Stopping Google from crawling my static domain

Stopping Google from crawling my static domain - Google Search Console is a free application that allows you to identify, troubleshoot, and resolve any issues that Google may encounter as it crawls and attempts to index your website in search results. If you’re not the most technical person in the world, some of the errors you’re likely to encounter there may leave you scratching your head. We wanted to make it a bit easier, so we put together this handy set of tips about seo, google-search, web-crawlers, robots.txt to guide you along the way. Read the discuss below, we share some tips to fix the issue about Stopping Google from crawling my static domain.Problem :


I use a cookieless sub domain static.example.com to serve all images, js, and css files. This static sub domain has as its root directory the same directory as the parent http://example.com. So static.example.com/index.php will result in calling the same file as http://example.com/index.php



Google has taken up indexing static.example.com and I need to stop this.



I can't modify robots.txt since it would apply to both domains.
Webmaster tools allows "temporary" removal of a link, but this needs to be permanent.



I registered this static domain through google as a separate site from example.com, but this doesn't seem to buy me anything since I can't see a way to block crawling without using robots.txt - which would block it from the parent domain.



Any other ideas?



UPDATE



Found this conversation on Webmaster Help Forum



I am looking into whether it's possible to insert a META tag dynamically into the header of every page called on the static domain using php



CLARIFICATION



I am not putting any content on static.domain.com. There are NO webpages on it that are called - it only serves images. I have it redirecting to the same root directory as the main site for ease of coding image links (not every image is fed from the same image path).

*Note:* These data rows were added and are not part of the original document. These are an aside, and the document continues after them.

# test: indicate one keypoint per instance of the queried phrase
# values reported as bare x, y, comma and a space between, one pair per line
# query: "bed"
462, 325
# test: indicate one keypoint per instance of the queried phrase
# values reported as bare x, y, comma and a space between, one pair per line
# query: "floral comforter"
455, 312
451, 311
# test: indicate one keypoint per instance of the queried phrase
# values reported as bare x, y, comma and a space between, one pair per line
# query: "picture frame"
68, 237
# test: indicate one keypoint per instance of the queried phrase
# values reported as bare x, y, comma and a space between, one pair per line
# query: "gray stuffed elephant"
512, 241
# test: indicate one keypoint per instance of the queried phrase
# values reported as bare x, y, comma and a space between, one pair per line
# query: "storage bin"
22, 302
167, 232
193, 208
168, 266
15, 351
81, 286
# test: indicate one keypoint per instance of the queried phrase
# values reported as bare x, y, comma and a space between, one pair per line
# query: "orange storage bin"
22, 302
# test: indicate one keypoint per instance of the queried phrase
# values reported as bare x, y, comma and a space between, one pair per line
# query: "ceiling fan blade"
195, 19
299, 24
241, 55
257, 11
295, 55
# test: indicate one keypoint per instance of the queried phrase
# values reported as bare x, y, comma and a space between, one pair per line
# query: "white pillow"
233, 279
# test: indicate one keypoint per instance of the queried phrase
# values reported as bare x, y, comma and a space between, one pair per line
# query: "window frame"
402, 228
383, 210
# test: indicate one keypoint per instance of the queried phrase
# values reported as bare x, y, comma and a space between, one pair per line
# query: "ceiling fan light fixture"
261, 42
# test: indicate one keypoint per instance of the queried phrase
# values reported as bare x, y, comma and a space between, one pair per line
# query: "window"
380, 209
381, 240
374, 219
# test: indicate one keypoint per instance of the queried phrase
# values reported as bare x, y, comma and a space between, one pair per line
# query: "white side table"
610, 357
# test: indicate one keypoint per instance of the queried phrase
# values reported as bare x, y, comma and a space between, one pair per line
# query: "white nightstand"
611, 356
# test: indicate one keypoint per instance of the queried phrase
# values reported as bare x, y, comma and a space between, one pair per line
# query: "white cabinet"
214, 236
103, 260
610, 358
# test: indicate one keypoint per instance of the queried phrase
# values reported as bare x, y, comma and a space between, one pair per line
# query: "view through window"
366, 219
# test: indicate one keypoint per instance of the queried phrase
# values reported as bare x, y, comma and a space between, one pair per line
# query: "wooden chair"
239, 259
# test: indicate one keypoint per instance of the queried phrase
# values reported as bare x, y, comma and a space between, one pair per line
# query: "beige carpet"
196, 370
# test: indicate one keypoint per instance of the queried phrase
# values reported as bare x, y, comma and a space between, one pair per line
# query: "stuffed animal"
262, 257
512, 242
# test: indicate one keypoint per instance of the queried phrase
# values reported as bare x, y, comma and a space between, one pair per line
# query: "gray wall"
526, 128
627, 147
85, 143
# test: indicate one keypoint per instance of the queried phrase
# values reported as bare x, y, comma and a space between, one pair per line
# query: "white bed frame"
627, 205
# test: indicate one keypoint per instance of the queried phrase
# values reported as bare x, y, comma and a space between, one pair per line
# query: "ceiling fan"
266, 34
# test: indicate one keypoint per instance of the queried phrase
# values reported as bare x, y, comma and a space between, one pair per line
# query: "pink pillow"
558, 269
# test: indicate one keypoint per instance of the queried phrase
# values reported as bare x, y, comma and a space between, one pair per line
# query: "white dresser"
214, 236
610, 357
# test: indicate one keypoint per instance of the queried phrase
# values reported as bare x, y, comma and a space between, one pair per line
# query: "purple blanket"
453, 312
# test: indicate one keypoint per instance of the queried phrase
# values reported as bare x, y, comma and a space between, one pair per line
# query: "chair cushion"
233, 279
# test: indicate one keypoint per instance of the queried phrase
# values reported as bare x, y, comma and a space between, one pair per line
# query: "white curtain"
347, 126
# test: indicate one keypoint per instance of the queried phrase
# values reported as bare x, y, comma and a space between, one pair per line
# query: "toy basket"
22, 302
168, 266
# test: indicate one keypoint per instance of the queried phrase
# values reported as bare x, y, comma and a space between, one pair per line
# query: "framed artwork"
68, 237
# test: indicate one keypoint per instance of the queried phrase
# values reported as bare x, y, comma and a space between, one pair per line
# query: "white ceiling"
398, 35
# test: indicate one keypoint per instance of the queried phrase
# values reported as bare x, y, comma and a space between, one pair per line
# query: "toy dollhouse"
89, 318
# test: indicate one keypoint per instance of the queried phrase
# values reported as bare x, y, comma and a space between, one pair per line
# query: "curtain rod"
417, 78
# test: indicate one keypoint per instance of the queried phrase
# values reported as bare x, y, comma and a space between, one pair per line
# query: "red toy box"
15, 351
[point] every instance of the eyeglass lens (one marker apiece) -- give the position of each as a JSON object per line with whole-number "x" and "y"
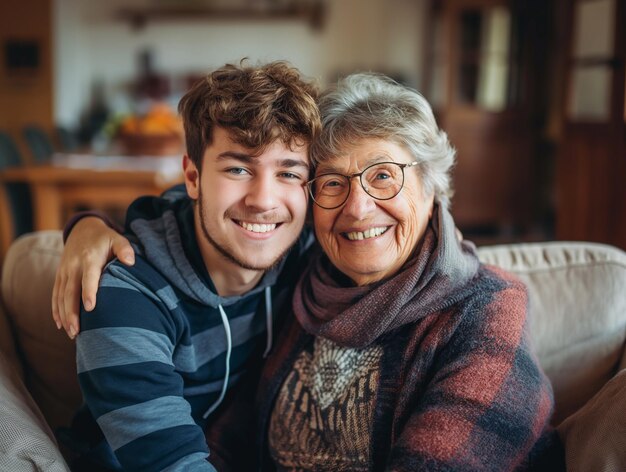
{"x": 382, "y": 181}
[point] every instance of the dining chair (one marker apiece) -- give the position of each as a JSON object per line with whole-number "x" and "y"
{"x": 39, "y": 143}
{"x": 15, "y": 198}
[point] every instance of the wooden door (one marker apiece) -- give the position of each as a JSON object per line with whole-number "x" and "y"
{"x": 591, "y": 167}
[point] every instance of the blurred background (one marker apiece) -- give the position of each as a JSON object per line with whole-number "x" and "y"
{"x": 530, "y": 92}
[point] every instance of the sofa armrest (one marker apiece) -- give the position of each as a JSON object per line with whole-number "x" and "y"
{"x": 26, "y": 442}
{"x": 47, "y": 354}
{"x": 577, "y": 312}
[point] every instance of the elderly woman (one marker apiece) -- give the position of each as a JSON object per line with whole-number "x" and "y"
{"x": 404, "y": 351}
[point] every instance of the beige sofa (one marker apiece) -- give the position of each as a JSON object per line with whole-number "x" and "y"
{"x": 578, "y": 324}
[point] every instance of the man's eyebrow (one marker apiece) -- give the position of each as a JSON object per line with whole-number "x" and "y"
{"x": 238, "y": 156}
{"x": 293, "y": 163}
{"x": 249, "y": 159}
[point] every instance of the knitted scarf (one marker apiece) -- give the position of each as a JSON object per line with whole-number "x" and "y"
{"x": 327, "y": 304}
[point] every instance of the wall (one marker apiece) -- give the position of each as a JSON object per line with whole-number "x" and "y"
{"x": 90, "y": 45}
{"x": 26, "y": 95}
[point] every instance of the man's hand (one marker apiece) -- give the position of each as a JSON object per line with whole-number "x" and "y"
{"x": 89, "y": 246}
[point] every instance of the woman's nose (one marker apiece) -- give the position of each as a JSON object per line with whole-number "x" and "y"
{"x": 359, "y": 202}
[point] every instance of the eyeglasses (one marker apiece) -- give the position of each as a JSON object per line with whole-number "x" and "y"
{"x": 381, "y": 181}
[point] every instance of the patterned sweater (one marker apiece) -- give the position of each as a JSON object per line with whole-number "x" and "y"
{"x": 152, "y": 357}
{"x": 431, "y": 370}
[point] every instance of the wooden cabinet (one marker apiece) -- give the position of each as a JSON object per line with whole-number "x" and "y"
{"x": 591, "y": 166}
{"x": 483, "y": 80}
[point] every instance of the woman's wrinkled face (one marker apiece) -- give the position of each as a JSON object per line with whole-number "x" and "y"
{"x": 367, "y": 239}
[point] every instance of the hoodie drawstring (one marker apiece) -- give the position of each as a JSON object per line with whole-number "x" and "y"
{"x": 229, "y": 346}
{"x": 269, "y": 321}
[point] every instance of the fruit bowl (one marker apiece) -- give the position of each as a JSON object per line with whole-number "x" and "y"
{"x": 136, "y": 144}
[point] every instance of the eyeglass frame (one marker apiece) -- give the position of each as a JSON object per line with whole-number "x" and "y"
{"x": 360, "y": 176}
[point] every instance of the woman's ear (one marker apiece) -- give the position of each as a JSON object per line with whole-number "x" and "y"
{"x": 192, "y": 177}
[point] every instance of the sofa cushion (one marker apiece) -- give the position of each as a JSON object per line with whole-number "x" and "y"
{"x": 577, "y": 312}
{"x": 26, "y": 442}
{"x": 48, "y": 354}
{"x": 595, "y": 436}
{"x": 7, "y": 345}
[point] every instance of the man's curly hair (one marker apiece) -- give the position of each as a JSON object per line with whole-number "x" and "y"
{"x": 257, "y": 105}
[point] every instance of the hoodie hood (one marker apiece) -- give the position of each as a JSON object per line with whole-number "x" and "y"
{"x": 327, "y": 304}
{"x": 162, "y": 233}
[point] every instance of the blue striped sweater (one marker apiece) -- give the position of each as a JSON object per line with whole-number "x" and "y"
{"x": 151, "y": 357}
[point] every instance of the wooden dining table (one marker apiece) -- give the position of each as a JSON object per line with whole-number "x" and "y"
{"x": 90, "y": 181}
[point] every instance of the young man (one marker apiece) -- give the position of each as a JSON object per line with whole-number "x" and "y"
{"x": 171, "y": 334}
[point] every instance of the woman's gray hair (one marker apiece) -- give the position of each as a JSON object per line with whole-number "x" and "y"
{"x": 368, "y": 105}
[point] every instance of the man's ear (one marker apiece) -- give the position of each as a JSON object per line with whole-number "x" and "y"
{"x": 192, "y": 177}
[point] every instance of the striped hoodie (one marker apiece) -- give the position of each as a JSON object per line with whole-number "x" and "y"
{"x": 161, "y": 348}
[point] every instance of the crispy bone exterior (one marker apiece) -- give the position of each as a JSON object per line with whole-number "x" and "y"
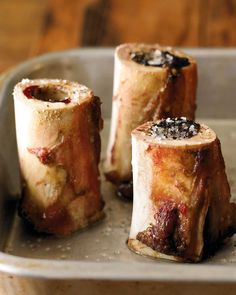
{"x": 144, "y": 93}
{"x": 57, "y": 126}
{"x": 182, "y": 206}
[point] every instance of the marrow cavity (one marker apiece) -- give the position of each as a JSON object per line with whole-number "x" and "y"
{"x": 158, "y": 58}
{"x": 46, "y": 93}
{"x": 177, "y": 128}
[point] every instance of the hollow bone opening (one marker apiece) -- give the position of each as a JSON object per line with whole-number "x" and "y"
{"x": 46, "y": 93}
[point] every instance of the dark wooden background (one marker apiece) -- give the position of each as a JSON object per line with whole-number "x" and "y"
{"x": 32, "y": 27}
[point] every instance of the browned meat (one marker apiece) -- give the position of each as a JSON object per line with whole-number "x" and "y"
{"x": 182, "y": 206}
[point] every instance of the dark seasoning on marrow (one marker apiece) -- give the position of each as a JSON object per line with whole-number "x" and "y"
{"x": 163, "y": 59}
{"x": 177, "y": 128}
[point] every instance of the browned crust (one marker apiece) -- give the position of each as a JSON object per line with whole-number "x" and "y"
{"x": 191, "y": 197}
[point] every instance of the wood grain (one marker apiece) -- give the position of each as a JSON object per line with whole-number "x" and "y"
{"x": 30, "y": 27}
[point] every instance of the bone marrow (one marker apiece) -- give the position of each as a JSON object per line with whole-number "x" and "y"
{"x": 182, "y": 207}
{"x": 150, "y": 83}
{"x": 58, "y": 125}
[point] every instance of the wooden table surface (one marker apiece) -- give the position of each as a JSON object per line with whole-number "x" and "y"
{"x": 32, "y": 27}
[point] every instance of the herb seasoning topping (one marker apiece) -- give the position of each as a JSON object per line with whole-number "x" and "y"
{"x": 176, "y": 128}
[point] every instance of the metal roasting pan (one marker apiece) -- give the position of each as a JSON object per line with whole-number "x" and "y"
{"x": 100, "y": 252}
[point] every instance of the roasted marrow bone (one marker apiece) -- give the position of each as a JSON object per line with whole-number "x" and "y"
{"x": 150, "y": 82}
{"x": 181, "y": 208}
{"x": 57, "y": 127}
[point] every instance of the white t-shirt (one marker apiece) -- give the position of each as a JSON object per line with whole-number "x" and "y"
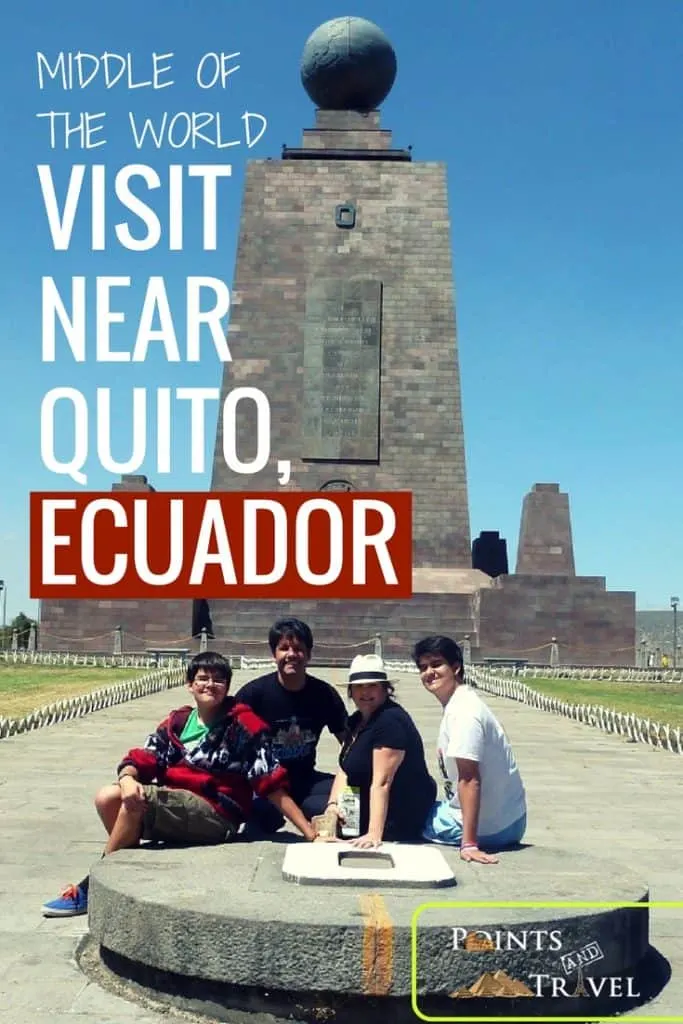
{"x": 469, "y": 729}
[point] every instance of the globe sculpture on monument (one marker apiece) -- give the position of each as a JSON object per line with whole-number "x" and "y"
{"x": 348, "y": 65}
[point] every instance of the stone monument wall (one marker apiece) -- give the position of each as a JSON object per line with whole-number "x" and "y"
{"x": 350, "y": 330}
{"x": 521, "y": 613}
{"x": 545, "y": 534}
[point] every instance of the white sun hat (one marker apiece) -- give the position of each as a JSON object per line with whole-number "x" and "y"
{"x": 367, "y": 669}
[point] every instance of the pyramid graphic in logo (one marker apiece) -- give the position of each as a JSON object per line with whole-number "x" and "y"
{"x": 494, "y": 984}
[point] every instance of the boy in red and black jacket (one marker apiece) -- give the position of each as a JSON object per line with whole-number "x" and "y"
{"x": 194, "y": 779}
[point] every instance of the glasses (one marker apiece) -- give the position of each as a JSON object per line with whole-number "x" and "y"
{"x": 205, "y": 684}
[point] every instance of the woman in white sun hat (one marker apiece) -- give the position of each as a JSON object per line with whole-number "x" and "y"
{"x": 383, "y": 790}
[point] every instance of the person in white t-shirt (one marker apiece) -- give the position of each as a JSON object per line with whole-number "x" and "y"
{"x": 485, "y": 803}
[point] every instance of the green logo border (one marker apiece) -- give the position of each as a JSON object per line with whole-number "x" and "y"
{"x": 526, "y": 905}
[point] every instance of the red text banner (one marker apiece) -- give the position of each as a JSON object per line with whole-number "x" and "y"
{"x": 226, "y": 545}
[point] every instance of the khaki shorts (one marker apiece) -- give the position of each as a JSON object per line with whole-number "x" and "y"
{"x": 180, "y": 816}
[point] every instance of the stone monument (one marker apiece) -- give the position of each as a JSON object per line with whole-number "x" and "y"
{"x": 343, "y": 315}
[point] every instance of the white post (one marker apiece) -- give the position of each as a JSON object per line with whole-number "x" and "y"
{"x": 554, "y": 653}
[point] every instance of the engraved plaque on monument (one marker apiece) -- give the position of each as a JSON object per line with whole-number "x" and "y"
{"x": 341, "y": 365}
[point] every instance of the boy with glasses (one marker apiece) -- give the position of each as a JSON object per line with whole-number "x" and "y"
{"x": 194, "y": 780}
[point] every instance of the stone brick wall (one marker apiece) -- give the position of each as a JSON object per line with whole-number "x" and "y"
{"x": 83, "y": 627}
{"x": 338, "y": 626}
{"x": 402, "y": 238}
{"x": 545, "y": 534}
{"x": 521, "y": 613}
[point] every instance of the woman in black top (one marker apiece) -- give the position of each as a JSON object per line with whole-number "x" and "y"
{"x": 383, "y": 760}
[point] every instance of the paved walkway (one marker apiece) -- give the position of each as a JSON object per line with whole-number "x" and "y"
{"x": 590, "y": 793}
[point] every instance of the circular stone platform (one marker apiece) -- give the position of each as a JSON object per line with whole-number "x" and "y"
{"x": 219, "y": 928}
{"x": 221, "y": 925}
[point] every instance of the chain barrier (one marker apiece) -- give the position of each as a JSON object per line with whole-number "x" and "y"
{"x": 55, "y": 658}
{"x": 77, "y": 707}
{"x": 624, "y": 674}
{"x": 628, "y": 724}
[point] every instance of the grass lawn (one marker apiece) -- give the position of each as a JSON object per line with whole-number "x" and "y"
{"x": 27, "y": 687}
{"x": 659, "y": 701}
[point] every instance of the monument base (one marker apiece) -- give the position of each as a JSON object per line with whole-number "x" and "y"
{"x": 160, "y": 923}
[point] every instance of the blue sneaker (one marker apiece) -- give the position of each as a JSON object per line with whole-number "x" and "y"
{"x": 72, "y": 902}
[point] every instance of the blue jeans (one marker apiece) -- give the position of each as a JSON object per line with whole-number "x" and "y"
{"x": 311, "y": 798}
{"x": 444, "y": 824}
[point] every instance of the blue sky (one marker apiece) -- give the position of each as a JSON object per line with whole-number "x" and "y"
{"x": 562, "y": 128}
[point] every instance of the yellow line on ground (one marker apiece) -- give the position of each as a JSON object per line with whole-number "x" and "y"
{"x": 377, "y": 945}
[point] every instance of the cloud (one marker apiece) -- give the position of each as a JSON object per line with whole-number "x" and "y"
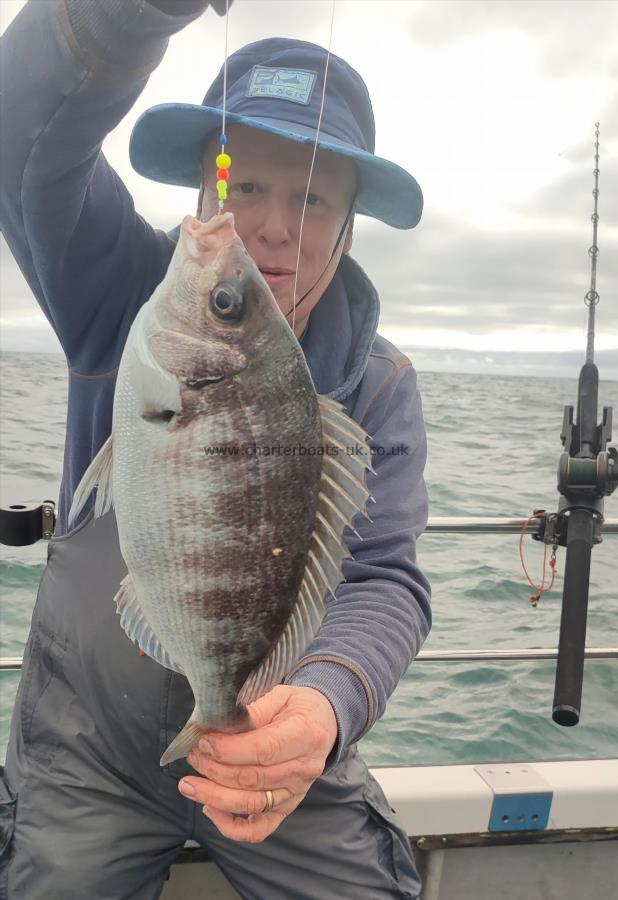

Google got a hold of the static web root address - probably because .htaccess redirects to index.php if a file is missing and then crawled it. Now Google is showing the static version of the same pages with search results.


Solution :

You should not redirect your user/Googlebot to your main subdomain when your static assets is not found. Instead you should return 404 error. But because you're redirecting them, hence your subdomain is index by Google, so



There is three solution for you.




  1. Redirect only your main static.domain.com page to domain.com, for example facebook redirect their static content cdn domain (fbcdn.net) to facebook.com, so Google will follow the redirection and will drop your subdomain link from search result.

  2. Use below robots.txt



User-Agent: Googlebot
Allow: .js
Allow: .css
Allow: .png
Allow: .jpg
Disallow: /




  1. Use meta noindex tag on that webpage.



Make sure the noindex tag only placed on those webpages that you don't want to see on search result, I am telling that, because may be you're using some kind of parent template technique which applied to all child templates.



Another thing is that noindex tag don't stop from crawling, it just used to noindex specific webpage, so that page will not going to appear on Google search result, so if you're using any links on that webpage then Google will still follow all the links and pass it's value just like any normal webpage.


If the issue about seo, google-search, web-crawlers, robots.txt is resolved, there’s a good chance that your content will get indexed and you’ll start to show up in Google search results. This means a greater chance to drive organic search traffic to your site.